La Comisión de Bolsa y Valores de EE.UU. (SEC), dirigida por el presidente pro-cripto Paul Atkins, ha presentado una demanda significativa contra una red de presuntos intercambios de criptomonedas y clubes de inversión en línea acusados de estafar a las víctimas por $14 millones.
Demanda Importante por Estafa de Criptomonedas
La demanda, que se presentó en Colorado, identifica cuatro entidades que operaban bajo la apariencia de clubes de inversión y utilizaban principalmente la popular aplicación de redes sociales WhatsApp para la comunicación.
El regulador alega que estos clubes se presentaron falsamente como gestionados por profesionales financieros experimentados, ofreciendo lo que afirmaban ser valiosas ideas de inversión.
Se animó a los participantes a invertir en tres supuestas plataformas de trading de criptomonedas, descritas como proveedoras de "ofertas de tokens de seguridad", que engañosamente compararon con las ofertas públicas iniciales de acciones de empresas legítimas.
Sin embargo, la Comisión de Bolsa y Valores sostiene que quienes invirtieron en estas llamadas inversiones en criptomonedas simplemente estaban entregando su dinero a estafadores.
"Esta fue una estafa de confianza elaborada", declaró la SEC en su demanda, enfatizando que los activos de los inversores nunca se invirtieron como se prometió, sino que fueron malversados desde el principio.

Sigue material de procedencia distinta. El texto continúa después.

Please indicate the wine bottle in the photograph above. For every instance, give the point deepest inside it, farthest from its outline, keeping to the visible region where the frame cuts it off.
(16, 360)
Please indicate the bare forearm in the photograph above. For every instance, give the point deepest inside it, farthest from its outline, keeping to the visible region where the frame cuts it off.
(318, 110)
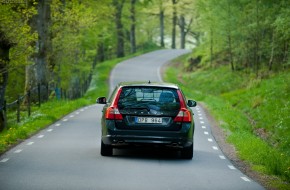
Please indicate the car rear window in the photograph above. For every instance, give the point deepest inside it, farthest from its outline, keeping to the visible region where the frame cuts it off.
(150, 97)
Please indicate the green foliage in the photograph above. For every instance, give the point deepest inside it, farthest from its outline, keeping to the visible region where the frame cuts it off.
(248, 34)
(253, 111)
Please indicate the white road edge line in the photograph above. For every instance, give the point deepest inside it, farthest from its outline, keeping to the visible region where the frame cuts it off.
(18, 151)
(246, 179)
(231, 167)
(222, 157)
(4, 160)
(30, 143)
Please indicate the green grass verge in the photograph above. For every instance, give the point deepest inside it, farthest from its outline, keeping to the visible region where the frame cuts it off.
(254, 112)
(54, 110)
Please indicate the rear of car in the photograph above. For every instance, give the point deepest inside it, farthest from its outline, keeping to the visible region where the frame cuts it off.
(154, 114)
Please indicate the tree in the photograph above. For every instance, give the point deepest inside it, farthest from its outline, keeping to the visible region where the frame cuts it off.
(15, 40)
(118, 5)
(133, 26)
(174, 23)
(38, 73)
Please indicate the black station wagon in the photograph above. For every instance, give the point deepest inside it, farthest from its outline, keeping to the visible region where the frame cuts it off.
(145, 113)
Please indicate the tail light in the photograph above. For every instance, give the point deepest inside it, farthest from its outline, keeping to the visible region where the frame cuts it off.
(184, 115)
(112, 112)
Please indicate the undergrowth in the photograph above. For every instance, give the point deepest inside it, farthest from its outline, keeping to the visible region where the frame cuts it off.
(254, 111)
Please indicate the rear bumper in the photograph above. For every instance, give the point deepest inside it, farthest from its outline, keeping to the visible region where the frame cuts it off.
(172, 139)
(127, 141)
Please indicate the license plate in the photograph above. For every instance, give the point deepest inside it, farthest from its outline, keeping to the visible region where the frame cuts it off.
(148, 120)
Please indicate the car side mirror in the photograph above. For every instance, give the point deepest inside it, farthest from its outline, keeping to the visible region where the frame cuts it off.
(101, 100)
(191, 103)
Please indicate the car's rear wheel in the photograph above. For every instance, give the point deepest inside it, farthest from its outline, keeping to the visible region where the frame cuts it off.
(106, 150)
(187, 153)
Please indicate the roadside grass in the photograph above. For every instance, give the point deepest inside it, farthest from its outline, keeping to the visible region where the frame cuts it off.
(254, 112)
(54, 110)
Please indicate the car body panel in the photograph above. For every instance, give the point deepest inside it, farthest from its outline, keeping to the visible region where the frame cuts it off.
(145, 114)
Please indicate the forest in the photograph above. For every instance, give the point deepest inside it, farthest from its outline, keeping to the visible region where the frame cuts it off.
(54, 46)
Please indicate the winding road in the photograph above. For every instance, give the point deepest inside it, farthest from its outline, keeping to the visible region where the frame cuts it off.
(66, 155)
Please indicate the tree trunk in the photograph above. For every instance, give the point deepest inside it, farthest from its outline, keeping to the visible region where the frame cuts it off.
(119, 27)
(38, 73)
(4, 60)
(182, 31)
(272, 52)
(174, 22)
(161, 19)
(133, 26)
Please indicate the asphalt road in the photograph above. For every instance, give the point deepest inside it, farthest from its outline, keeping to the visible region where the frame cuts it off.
(66, 155)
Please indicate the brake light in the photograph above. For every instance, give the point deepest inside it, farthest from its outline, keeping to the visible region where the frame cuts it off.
(184, 115)
(112, 112)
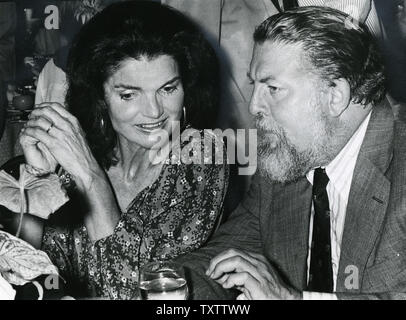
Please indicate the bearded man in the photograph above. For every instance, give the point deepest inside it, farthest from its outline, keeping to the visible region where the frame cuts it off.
(325, 216)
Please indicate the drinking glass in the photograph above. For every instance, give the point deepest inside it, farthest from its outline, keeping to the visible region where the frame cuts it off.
(162, 281)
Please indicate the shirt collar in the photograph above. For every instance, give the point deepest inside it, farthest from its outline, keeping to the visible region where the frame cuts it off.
(341, 168)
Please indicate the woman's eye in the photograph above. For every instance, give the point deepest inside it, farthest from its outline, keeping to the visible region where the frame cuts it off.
(127, 96)
(169, 89)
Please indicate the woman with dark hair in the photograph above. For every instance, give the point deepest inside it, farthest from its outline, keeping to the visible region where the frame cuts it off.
(137, 73)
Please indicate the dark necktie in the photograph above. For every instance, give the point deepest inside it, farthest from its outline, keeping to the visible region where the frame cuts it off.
(321, 271)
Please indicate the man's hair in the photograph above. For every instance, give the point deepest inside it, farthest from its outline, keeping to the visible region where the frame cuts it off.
(336, 45)
(137, 29)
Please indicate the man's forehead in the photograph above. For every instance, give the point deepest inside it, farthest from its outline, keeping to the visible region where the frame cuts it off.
(272, 59)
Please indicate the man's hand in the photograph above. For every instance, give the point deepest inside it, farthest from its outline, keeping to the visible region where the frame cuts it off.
(250, 273)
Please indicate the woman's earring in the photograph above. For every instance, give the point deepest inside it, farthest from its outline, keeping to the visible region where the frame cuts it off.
(102, 124)
(184, 117)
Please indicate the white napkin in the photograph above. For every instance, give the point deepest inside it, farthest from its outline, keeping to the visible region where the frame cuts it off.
(6, 290)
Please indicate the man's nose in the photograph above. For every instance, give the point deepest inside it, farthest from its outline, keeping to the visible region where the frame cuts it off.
(153, 108)
(257, 103)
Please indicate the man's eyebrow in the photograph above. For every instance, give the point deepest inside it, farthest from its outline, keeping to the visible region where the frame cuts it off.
(128, 86)
(174, 79)
(263, 80)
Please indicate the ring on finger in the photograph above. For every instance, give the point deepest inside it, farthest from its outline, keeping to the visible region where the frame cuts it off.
(50, 127)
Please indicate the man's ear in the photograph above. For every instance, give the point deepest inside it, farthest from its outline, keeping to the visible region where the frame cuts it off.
(339, 97)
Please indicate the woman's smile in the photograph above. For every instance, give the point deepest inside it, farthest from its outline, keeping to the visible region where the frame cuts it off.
(152, 126)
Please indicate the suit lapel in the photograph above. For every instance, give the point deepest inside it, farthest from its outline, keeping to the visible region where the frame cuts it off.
(290, 228)
(368, 197)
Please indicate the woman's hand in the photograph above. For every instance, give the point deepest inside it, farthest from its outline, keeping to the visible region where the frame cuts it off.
(52, 135)
(36, 153)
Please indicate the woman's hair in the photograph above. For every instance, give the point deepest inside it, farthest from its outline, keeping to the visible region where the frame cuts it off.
(133, 30)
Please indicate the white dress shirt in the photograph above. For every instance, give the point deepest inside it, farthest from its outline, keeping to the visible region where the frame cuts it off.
(340, 172)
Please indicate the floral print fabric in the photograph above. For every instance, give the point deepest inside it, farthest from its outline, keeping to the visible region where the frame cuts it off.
(173, 216)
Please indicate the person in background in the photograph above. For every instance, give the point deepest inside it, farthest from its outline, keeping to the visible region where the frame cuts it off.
(51, 84)
(130, 79)
(325, 215)
(7, 54)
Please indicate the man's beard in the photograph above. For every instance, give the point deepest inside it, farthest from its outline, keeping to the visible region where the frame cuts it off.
(281, 161)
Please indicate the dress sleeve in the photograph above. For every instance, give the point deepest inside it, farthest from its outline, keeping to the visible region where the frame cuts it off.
(176, 216)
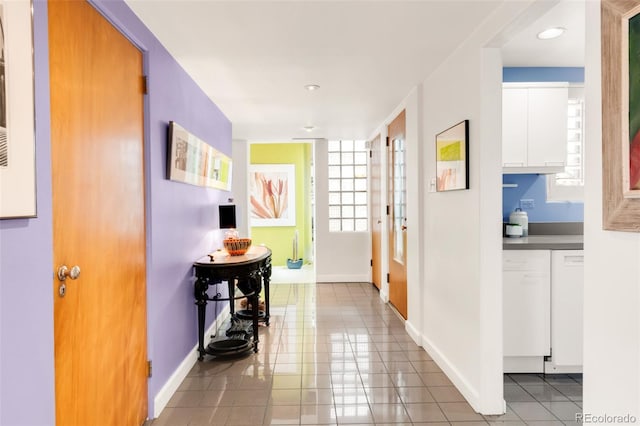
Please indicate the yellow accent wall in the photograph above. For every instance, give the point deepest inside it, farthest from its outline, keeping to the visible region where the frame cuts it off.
(280, 238)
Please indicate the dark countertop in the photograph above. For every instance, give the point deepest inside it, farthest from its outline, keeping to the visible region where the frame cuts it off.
(544, 242)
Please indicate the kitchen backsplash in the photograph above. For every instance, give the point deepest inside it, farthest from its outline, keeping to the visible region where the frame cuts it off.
(531, 195)
(531, 192)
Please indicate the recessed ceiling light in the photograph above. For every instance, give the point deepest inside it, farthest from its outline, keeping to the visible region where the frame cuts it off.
(550, 33)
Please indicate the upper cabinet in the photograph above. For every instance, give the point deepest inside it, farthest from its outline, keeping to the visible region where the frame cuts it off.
(534, 127)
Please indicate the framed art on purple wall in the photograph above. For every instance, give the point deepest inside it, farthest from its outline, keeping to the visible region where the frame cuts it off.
(191, 160)
(620, 32)
(17, 123)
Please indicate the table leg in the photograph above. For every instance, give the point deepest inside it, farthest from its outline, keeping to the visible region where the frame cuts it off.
(232, 291)
(256, 313)
(200, 288)
(266, 278)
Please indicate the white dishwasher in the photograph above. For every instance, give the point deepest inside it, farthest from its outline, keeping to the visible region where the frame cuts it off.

Entre los acusados, un club de inversión, AI Investment Education, estaba registrado en la SEC como una firma de asesoramiento de inversiones. Sin embargo, un número de teléfono asociado con la firma actualmente no está en servicio, y el archivo regulatorio indicó que no tenía activos bajo gestión.
Los otros clubes de inversión nombrados en la demanda incluyen AI Wealth, Lane Wealth y Zenith Asset Tech Foundation. Las plataformas de trading de criptomonedas acusadas son Morocoin Tech, Berge Blockchain Technology y Cirkor.
La SEC Detalla un Esquema de Múltiples Pasos
Los estafadores supuestamente atraían a los participantes con promesas de consejos de inversión generados por inteligencia artificial. Se persuadió a las víctimas para que financiaran cuentas en las plataformas de trading falsas, de las cuales se afirmaba falsamente que poseían licencias gubernamentales.
Para expandir su agenda fraudulenta, los estafadores implementaron una táctica mediante la cual las víctimas que deseaban retirar sus fondos debían pagar tarifas por adelantado. Según la demanda, ninguna solicitud de retiro se cumplió.
La SEC informa que los $14 millones desaparecieron en el extranjero, canalizados a través de una compleja red de cuentas bancarias y carteras de criptomonedas.
Laura D’Allaird, la jefa de la Unidad de Cibernética y Tecnologías Emergentes de la SEC, afirma que este caso ejemplifica un tipo prevalente de esquema de confianza dirigido a inversores y que conduce a "consecuencias devastadoras". D’Allaird elaboró sobre la mecánica del fraude, declarando:
Nuestra demanda alega un fraude de múltiples pasos que atrajo a las víctimas a través de anuncios en redes sociales, generó confianza en chats grupales donde los estafadores se hacían pasar por profesionales financieros y, en última instancia, llevó a las víctimas a invertir su dinero en plataformas de trading de activos cripto inexistentes donde fue malversado.